Hydrological Cycle Intensification and Permafrost Thaw Drive Increased Freshwater and Organic Carbon Inputs to Northern Alaska Estuaries

Abstract

Understanding how hydrological inflows and climate change influence individual estuaries across northern Alaska is limited by a paucity of measured data, necessitating the application of suitably scaled numerical process models. This study uses an updated model to quantify freshwater discharge and dissolved organic carbon (DOC) export from the North Slope of Alaska (NSA) to coastal waters of the Beaufort Sea and examines climate-linked temporal changes. The model was applied at 1 $\text{km}$ resolution across the 166,483 ${\text{km}}^2$ NSA domain over 1980–2023. Watershed inputs to coastal waters were estimated by routing along river networks to 1,039 outlets at the land-sea boundary.

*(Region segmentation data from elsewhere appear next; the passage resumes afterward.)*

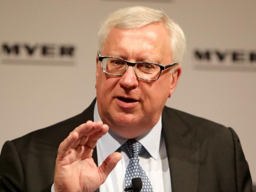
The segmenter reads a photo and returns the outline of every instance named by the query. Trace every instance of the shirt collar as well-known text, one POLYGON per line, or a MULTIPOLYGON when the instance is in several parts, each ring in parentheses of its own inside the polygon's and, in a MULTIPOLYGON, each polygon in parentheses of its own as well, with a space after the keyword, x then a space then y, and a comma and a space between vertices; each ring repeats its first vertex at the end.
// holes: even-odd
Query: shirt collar
MULTIPOLYGON (((101 120, 99 114, 97 102, 94 106, 93 119, 95 121, 101 120)), ((157 123, 149 131, 135 138, 140 143, 155 160, 157 159, 159 154, 161 130, 161 116, 157 123)), ((105 159, 110 154, 117 150, 127 140, 114 133, 110 127, 108 132, 98 142, 103 158, 105 159)))

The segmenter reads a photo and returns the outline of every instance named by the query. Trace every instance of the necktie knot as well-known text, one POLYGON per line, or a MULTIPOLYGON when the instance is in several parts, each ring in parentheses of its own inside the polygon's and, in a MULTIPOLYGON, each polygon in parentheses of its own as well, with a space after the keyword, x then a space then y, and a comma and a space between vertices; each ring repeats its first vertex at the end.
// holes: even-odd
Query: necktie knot
POLYGON ((122 147, 127 150, 130 158, 138 157, 143 147, 139 142, 134 139, 129 140, 123 145, 122 147))

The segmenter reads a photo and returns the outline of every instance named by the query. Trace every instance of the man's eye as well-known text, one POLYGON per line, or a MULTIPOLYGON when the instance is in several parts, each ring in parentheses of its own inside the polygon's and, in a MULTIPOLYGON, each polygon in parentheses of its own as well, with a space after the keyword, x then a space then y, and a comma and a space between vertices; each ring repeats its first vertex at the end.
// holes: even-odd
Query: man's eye
POLYGON ((124 65, 125 62, 123 61, 119 60, 114 60, 111 61, 111 63, 116 65, 124 65))
POLYGON ((144 63, 144 67, 146 69, 151 69, 153 67, 153 65, 149 63, 144 63))

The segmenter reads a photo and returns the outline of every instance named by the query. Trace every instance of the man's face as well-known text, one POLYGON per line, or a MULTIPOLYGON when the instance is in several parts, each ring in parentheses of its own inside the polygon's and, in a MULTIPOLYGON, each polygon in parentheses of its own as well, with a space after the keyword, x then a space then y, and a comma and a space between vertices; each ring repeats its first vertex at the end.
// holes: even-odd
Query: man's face
MULTIPOLYGON (((161 23, 136 29, 113 27, 100 53, 130 62, 165 65, 173 62, 168 32, 161 23)), ((97 99, 103 122, 114 132, 127 138, 149 130, 159 121, 181 72, 179 66, 173 74, 170 70, 163 71, 156 81, 146 81, 137 78, 132 67, 129 66, 122 76, 113 76, 104 73, 97 63, 97 99)))

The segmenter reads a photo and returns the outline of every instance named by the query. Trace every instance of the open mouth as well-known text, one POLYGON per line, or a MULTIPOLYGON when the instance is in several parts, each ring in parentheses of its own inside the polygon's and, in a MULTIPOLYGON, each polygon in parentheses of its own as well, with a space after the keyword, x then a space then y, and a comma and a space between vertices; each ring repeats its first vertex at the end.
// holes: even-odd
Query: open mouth
POLYGON ((125 103, 134 103, 138 101, 137 100, 135 100, 133 99, 125 98, 124 97, 117 97, 117 99, 125 103))

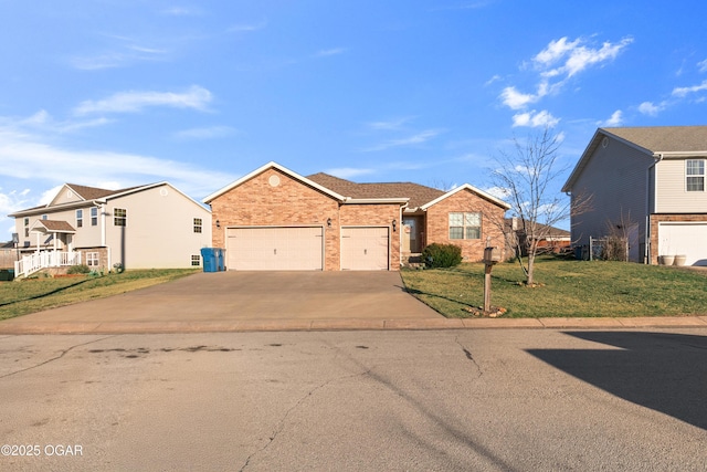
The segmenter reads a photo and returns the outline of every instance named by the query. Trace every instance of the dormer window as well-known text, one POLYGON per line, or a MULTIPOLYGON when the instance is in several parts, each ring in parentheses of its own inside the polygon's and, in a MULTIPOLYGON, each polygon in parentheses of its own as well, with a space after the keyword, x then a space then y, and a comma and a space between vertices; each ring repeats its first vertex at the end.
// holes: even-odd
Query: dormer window
POLYGON ((685 189, 687 191, 705 191, 704 159, 687 159, 685 161, 685 189))

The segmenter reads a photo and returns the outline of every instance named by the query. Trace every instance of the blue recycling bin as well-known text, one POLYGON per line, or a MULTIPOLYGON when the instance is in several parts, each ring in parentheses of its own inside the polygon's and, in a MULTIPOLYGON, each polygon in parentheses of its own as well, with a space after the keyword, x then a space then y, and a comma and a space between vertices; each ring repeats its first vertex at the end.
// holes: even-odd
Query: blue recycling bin
POLYGON ((217 248, 217 271, 225 271, 225 249, 217 248))
POLYGON ((204 272, 218 271, 215 248, 201 248, 201 260, 203 261, 204 272))

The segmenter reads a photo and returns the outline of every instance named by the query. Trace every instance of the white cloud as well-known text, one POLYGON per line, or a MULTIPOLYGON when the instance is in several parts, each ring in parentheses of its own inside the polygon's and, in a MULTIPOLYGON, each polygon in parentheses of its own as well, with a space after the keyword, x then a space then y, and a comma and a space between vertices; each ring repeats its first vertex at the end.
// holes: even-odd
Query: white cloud
POLYGON ((534 57, 536 66, 546 77, 566 75, 569 78, 592 65, 613 61, 622 50, 633 42, 633 39, 624 38, 613 44, 605 41, 601 48, 585 46, 583 42, 579 38, 568 42, 567 36, 550 41, 548 46, 534 57), (561 61, 564 62, 558 67, 547 69, 561 61))
POLYGON ((653 102, 643 102, 639 105, 639 112, 648 116, 657 116, 662 109, 661 106, 654 105, 653 102))
POLYGON ((532 60, 539 64, 552 64, 563 57, 568 52, 573 51, 579 43, 579 39, 568 43, 567 36, 560 38, 557 41, 550 41, 548 46, 540 51, 532 60))
POLYGON ((148 106, 207 109, 212 95, 208 90, 192 85, 182 93, 176 92, 119 92, 101 101, 85 101, 74 108, 75 115, 91 113, 136 113, 148 106))
POLYGON ((122 182, 117 187, 125 187, 168 180, 188 195, 199 197, 234 180, 221 171, 150 156, 62 148, 3 128, 1 124, 0 162, 0 176, 44 187, 64 182, 96 187, 122 182))
POLYGON ((609 119, 603 122, 599 122, 599 127, 611 127, 611 126, 621 126, 623 124, 623 112, 621 109, 616 109, 611 114, 609 119))
POLYGON ((492 197, 496 197, 499 200, 504 200, 504 199, 510 198, 511 195, 513 195, 510 189, 507 189, 507 188, 504 188, 504 187, 490 187, 490 188, 487 188, 484 191, 486 193, 490 195, 492 197))
POLYGON ((233 135, 235 132, 236 129, 230 126, 211 126, 182 129, 175 133, 175 137, 178 139, 217 139, 233 135))
POLYGON ((340 179, 350 179, 358 176, 366 176, 369 174, 373 174, 373 169, 357 169, 354 167, 339 167, 336 169, 325 170, 326 174, 338 177, 340 179))
POLYGON ((528 104, 536 103, 540 99, 539 95, 524 94, 516 90, 516 87, 506 87, 500 93, 500 98, 507 107, 510 109, 523 109, 528 104))
POLYGON ((437 137, 442 132, 439 129, 426 129, 424 132, 420 132, 415 135, 412 136, 408 136, 404 138, 399 138, 399 139, 389 139, 384 143, 381 143, 379 145, 376 146, 371 146, 365 149, 361 149, 362 151, 377 151, 377 150, 384 150, 384 149, 389 149, 391 147, 401 147, 401 146, 414 146, 414 145, 419 145, 419 144, 424 144, 426 141, 429 141, 430 139, 433 139, 435 137, 437 137))
POLYGON ((326 57, 326 56, 329 56, 329 55, 344 54, 345 52, 346 52, 346 49, 344 49, 344 48, 325 49, 325 50, 321 50, 321 51, 317 51, 315 56, 316 57, 326 57))
POLYGON ((371 129, 377 130, 400 130, 403 129, 407 123, 413 120, 414 118, 414 116, 404 116, 402 118, 394 118, 383 122, 371 122, 368 123, 367 126, 371 129))
POLYGON ((692 87, 675 87, 673 88, 673 96, 684 98, 687 94, 693 94, 701 91, 707 91, 707 81, 703 81, 699 85, 693 85, 692 87))
POLYGON ((538 74, 536 93, 524 93, 510 85, 503 90, 499 98, 510 109, 521 111, 514 115, 514 126, 555 126, 559 122, 548 112, 529 112, 527 108, 540 102, 547 95, 560 92, 564 83, 591 66, 613 61, 633 42, 624 38, 616 43, 605 41, 601 46, 592 46, 587 40, 578 38, 570 41, 567 36, 553 40, 537 53, 531 63, 538 74))
POLYGON ((260 23, 243 23, 243 24, 234 24, 229 28, 228 31, 230 33, 247 33, 251 31, 260 31, 267 27, 267 21, 261 21, 260 23))
POLYGON ((552 116, 552 114, 546 109, 537 112, 518 113, 513 117, 513 126, 529 126, 531 128, 538 127, 553 127, 560 123, 559 118, 552 116))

Key simulation parameters were evaluated to demonstrate model efficacy, then spatial and temporal patterns were quantified. Exports to specific lagoons, bays, and sounds demonstrate how landscape composition, terrestrial drainage basin size, and estuary area modulate watershed influence on coastal ecosystems across the region. Freshwater discharge and DOC export increased over the greater than four decades, associated with changes in precipitation and permafrost thaw. Surface and supra-permafrost subsurface fluxes also increased, with pronounced rises in proportional contributions via subsurface flow during summer and autumn. These changes have the potential to substantially impact salinity and trophic conditions along Alaska's Beaufort Sea coast. Our study highlights the value of model-data syntheses that resolve regional-to-local scale fluxes where observational measurements are sparse, and provides novel quantitative export metrics that will be useful to researchers, resource managers, and other stakeholders with interests in the climate, hydrology, and biogeochemistry of coastal northern Alaska.